In some species, poultry and pigs, full sib families exists. In poultry, hens and cocks can be mated and subsequently they may produce hundreds of full sibs. In pigs an average litter comprises 14 piglets being full sibs. The additive genetic relationship among full sibs is 0.5 and this means that full sib data give indeed information on the breeding value of an individual full sib. In case were full sibs are born spread over time, older full sibs might be informative for the breeding value of a younger one. An application of sib selection is seen in pigs were carcass data of a slaughtered full sib is used as information for the carcass traits of a full sib to be selected for breeding. In dogs a full sib trained as seeing-eye dog can give information for a full sib to be selected for a seeing-eye dog breeding program. In most species sires are mated to several dams and in this way half sib groups are created. The additive genetic relationship among half sibs is not that high (0.25). Information of a single half sib has a rather low value for an individual half sib to be selected. Only when a high number of half sibs is available, this information is valuable.

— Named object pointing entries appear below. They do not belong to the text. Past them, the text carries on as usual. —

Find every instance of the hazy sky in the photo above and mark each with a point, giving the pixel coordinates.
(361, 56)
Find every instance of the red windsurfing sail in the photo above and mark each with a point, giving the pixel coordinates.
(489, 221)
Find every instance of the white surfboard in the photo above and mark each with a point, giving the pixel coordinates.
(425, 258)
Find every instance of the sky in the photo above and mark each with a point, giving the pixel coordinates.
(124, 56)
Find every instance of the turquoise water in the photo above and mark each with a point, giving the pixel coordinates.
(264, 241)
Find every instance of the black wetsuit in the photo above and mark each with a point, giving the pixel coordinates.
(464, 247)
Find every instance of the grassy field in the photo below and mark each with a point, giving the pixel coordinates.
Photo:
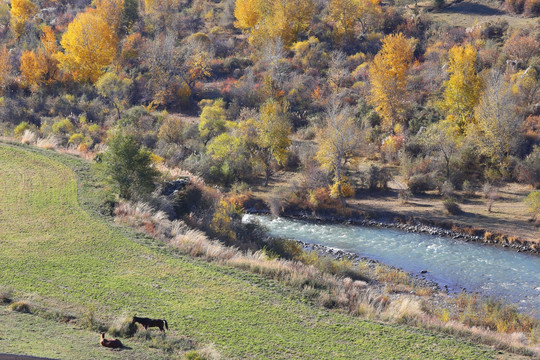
(57, 251)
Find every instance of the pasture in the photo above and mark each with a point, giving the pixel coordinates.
(56, 250)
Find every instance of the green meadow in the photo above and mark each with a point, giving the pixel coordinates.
(57, 250)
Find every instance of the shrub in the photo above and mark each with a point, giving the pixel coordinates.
(21, 128)
(452, 206)
(29, 137)
(438, 4)
(420, 183)
(376, 178)
(63, 126)
(468, 189)
(515, 6)
(129, 167)
(529, 170)
(532, 7)
(533, 202)
(20, 306)
(6, 295)
(447, 189)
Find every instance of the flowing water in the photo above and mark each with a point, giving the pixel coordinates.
(489, 270)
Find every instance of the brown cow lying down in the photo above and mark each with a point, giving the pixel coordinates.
(112, 343)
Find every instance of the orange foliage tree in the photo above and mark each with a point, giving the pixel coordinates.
(389, 78)
(89, 46)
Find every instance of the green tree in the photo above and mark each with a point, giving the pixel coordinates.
(129, 167)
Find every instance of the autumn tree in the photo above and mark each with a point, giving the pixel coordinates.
(21, 12)
(247, 13)
(111, 11)
(262, 139)
(463, 88)
(265, 20)
(443, 141)
(346, 14)
(174, 69)
(212, 121)
(89, 46)
(5, 68)
(339, 142)
(497, 122)
(48, 53)
(114, 89)
(273, 135)
(33, 68)
(389, 78)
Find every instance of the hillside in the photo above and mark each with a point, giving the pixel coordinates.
(60, 253)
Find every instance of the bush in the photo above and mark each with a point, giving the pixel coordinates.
(376, 178)
(63, 126)
(129, 167)
(529, 170)
(21, 128)
(20, 306)
(420, 183)
(452, 207)
(532, 7)
(533, 202)
(468, 189)
(6, 295)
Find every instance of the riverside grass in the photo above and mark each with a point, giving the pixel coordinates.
(55, 246)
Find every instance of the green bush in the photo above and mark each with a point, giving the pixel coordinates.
(21, 128)
(420, 183)
(129, 167)
(533, 202)
(452, 207)
(63, 126)
(20, 306)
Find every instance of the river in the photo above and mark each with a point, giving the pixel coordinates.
(488, 270)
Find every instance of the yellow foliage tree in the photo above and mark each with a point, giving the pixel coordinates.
(463, 88)
(339, 143)
(273, 135)
(345, 14)
(33, 68)
(50, 48)
(111, 11)
(285, 19)
(247, 13)
(89, 46)
(389, 78)
(5, 68)
(21, 12)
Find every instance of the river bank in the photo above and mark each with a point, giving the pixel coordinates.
(453, 264)
(392, 220)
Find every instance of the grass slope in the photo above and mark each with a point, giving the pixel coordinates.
(30, 334)
(56, 249)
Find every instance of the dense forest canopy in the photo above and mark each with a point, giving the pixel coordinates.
(232, 90)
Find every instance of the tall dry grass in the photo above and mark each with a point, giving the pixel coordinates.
(328, 289)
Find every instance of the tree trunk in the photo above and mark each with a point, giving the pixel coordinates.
(267, 175)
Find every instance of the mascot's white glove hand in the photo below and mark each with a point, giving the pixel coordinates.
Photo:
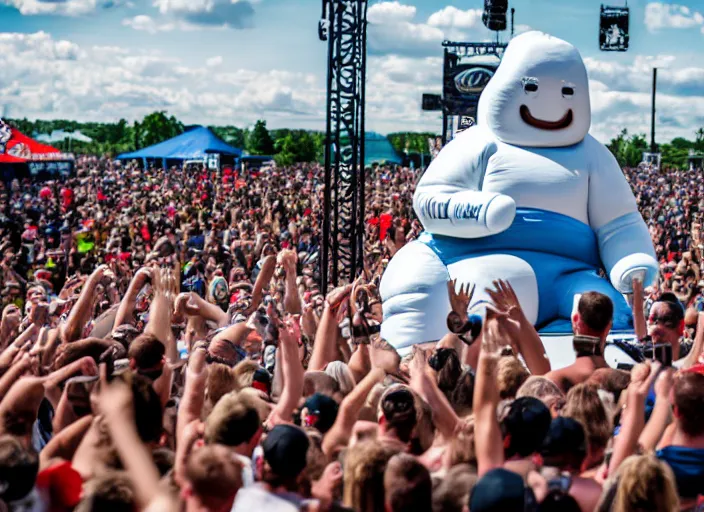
(639, 266)
(467, 214)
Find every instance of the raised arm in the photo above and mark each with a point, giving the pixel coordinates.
(443, 415)
(81, 311)
(639, 323)
(325, 346)
(127, 305)
(116, 404)
(194, 390)
(161, 310)
(517, 326)
(449, 199)
(292, 300)
(341, 431)
(633, 417)
(289, 336)
(487, 432)
(625, 245)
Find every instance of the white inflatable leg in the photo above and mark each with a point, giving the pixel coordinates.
(481, 271)
(416, 302)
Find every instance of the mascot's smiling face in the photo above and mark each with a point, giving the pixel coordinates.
(539, 96)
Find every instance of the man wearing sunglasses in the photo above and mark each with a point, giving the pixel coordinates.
(666, 323)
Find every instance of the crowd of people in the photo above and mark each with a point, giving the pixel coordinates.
(165, 344)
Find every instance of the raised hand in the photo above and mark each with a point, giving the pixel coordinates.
(288, 259)
(337, 296)
(495, 338)
(419, 362)
(384, 356)
(115, 398)
(505, 299)
(642, 378)
(460, 300)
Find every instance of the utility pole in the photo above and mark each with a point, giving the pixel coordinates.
(653, 147)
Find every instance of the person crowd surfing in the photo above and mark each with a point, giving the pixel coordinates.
(166, 345)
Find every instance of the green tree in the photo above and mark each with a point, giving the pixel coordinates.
(259, 141)
(628, 150)
(295, 146)
(158, 127)
(231, 134)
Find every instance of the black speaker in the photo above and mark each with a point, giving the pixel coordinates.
(432, 102)
(613, 29)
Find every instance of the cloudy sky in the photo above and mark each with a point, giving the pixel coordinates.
(234, 61)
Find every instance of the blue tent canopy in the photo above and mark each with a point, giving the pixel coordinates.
(191, 145)
(378, 149)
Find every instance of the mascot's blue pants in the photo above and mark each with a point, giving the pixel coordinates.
(562, 251)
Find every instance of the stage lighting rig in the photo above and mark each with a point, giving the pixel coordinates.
(613, 28)
(494, 15)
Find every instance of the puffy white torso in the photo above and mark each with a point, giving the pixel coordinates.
(553, 179)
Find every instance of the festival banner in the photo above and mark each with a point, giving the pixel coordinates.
(463, 84)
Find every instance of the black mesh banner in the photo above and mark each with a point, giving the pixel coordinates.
(463, 84)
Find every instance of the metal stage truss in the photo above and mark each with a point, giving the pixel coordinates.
(344, 26)
(454, 53)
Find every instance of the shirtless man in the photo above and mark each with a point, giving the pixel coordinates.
(591, 324)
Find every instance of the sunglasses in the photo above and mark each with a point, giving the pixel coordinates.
(666, 320)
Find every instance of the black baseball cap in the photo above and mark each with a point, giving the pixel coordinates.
(527, 422)
(501, 490)
(398, 402)
(322, 411)
(286, 450)
(565, 436)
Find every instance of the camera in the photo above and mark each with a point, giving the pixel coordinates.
(663, 352)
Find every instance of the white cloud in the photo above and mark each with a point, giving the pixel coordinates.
(660, 15)
(393, 29)
(61, 7)
(236, 14)
(147, 24)
(65, 8)
(390, 12)
(637, 76)
(47, 78)
(452, 17)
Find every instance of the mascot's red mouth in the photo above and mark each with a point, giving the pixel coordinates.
(546, 125)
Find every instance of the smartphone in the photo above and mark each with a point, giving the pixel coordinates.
(663, 352)
(78, 390)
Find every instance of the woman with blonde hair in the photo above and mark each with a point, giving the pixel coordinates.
(645, 484)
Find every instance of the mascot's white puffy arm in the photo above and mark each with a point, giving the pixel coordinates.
(625, 246)
(449, 199)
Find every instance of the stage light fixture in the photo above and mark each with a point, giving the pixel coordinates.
(613, 29)
(494, 15)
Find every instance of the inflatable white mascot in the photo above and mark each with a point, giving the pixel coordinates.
(526, 196)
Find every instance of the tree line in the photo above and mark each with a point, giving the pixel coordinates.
(288, 146)
(293, 146)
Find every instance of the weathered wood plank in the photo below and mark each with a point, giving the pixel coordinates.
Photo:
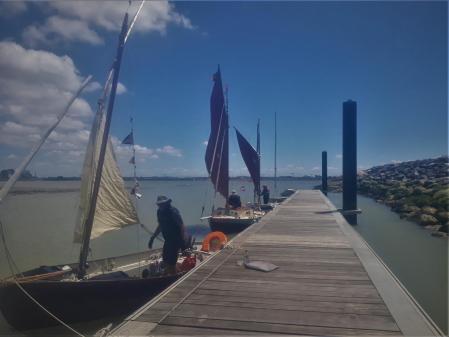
(271, 328)
(320, 288)
(267, 315)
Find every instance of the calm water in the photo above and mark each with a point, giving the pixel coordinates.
(39, 229)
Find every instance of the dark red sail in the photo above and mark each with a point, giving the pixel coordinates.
(251, 159)
(217, 152)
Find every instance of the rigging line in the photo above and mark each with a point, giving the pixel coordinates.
(131, 120)
(225, 133)
(26, 292)
(23, 165)
(133, 21)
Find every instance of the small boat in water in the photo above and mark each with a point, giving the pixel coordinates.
(225, 219)
(91, 290)
(114, 286)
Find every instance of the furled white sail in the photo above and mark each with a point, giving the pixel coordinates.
(114, 209)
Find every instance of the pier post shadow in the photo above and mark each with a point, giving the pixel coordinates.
(324, 172)
(350, 160)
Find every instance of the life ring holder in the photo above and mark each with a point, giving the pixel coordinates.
(220, 236)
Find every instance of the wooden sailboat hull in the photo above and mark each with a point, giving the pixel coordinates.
(76, 301)
(230, 225)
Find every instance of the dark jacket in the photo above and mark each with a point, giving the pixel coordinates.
(234, 201)
(266, 195)
(172, 226)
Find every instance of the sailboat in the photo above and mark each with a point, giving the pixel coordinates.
(74, 292)
(223, 219)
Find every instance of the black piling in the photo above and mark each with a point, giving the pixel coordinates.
(324, 172)
(350, 161)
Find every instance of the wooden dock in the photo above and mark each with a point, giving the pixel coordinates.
(329, 282)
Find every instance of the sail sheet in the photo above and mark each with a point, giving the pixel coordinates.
(114, 208)
(251, 159)
(217, 151)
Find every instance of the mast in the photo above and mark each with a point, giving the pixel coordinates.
(275, 153)
(90, 217)
(257, 190)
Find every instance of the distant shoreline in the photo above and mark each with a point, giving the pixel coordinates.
(417, 190)
(72, 184)
(168, 178)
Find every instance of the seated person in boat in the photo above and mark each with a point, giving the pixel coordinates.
(234, 201)
(265, 194)
(173, 231)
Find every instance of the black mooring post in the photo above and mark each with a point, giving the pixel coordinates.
(350, 160)
(324, 172)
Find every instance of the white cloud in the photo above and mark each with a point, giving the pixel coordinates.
(155, 15)
(34, 88)
(170, 150)
(9, 9)
(57, 29)
(121, 89)
(77, 21)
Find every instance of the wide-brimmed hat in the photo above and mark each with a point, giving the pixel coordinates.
(162, 199)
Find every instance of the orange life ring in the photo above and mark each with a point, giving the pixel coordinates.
(220, 236)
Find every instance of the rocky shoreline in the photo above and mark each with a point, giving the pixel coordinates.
(417, 190)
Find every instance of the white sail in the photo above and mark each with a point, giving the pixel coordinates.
(114, 208)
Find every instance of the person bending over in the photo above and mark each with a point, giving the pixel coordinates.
(173, 231)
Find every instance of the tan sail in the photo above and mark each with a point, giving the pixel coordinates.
(114, 209)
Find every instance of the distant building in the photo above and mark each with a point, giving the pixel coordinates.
(7, 173)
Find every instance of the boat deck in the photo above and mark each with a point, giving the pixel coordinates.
(329, 282)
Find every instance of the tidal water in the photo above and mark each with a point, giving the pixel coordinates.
(39, 229)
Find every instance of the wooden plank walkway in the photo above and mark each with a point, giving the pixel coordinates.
(329, 282)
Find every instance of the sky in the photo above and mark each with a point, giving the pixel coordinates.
(299, 59)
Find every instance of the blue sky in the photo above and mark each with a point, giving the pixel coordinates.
(301, 59)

Information of half or full sib groups

In most species sires get relatively large half sib groups. The most pronounced example are dairy bulls used in artificial insemination programs. In the traditional dairy cattle breeding programs young sires produce a first group of daughters. With the first crop of daughters often consisting of more than 50 daughters each with an additive genetic relationship with the sire of 0.5, it is a very informative half sib group. In some species, pigs, poultry,  dogs or fish full sibs are born. The individuals within a litter all have an additive genetic relationship of 0.5 with their dam and with their sire. Full sib groups can be a very valuable source of information.

Combination of information sources

In breeding programs data of animals are sampled and stored continuously in databases. These databases contain traits from ancestors, living breeding animals to be selected, their sibs and their progeny. For living animals, to be selected for breeding, all these data can be combined in statistical methods to estimate their breeding value. The number of generations between the animal to be selected and the animal from which interesting data are stored in the database determines the additive relationship and the usefulness in estimating the breeding value of the animal to be selected. In addition the value of the information depends on the nature of the character (sex limited, when can it be measured in life etc.). And numbers of relatives with data are important: one granddaughter with carcass data is hardly informative for the genetic value of a grandsire, but when there are thousands of granddaughters, as is the case in pork production, these data are very valuable.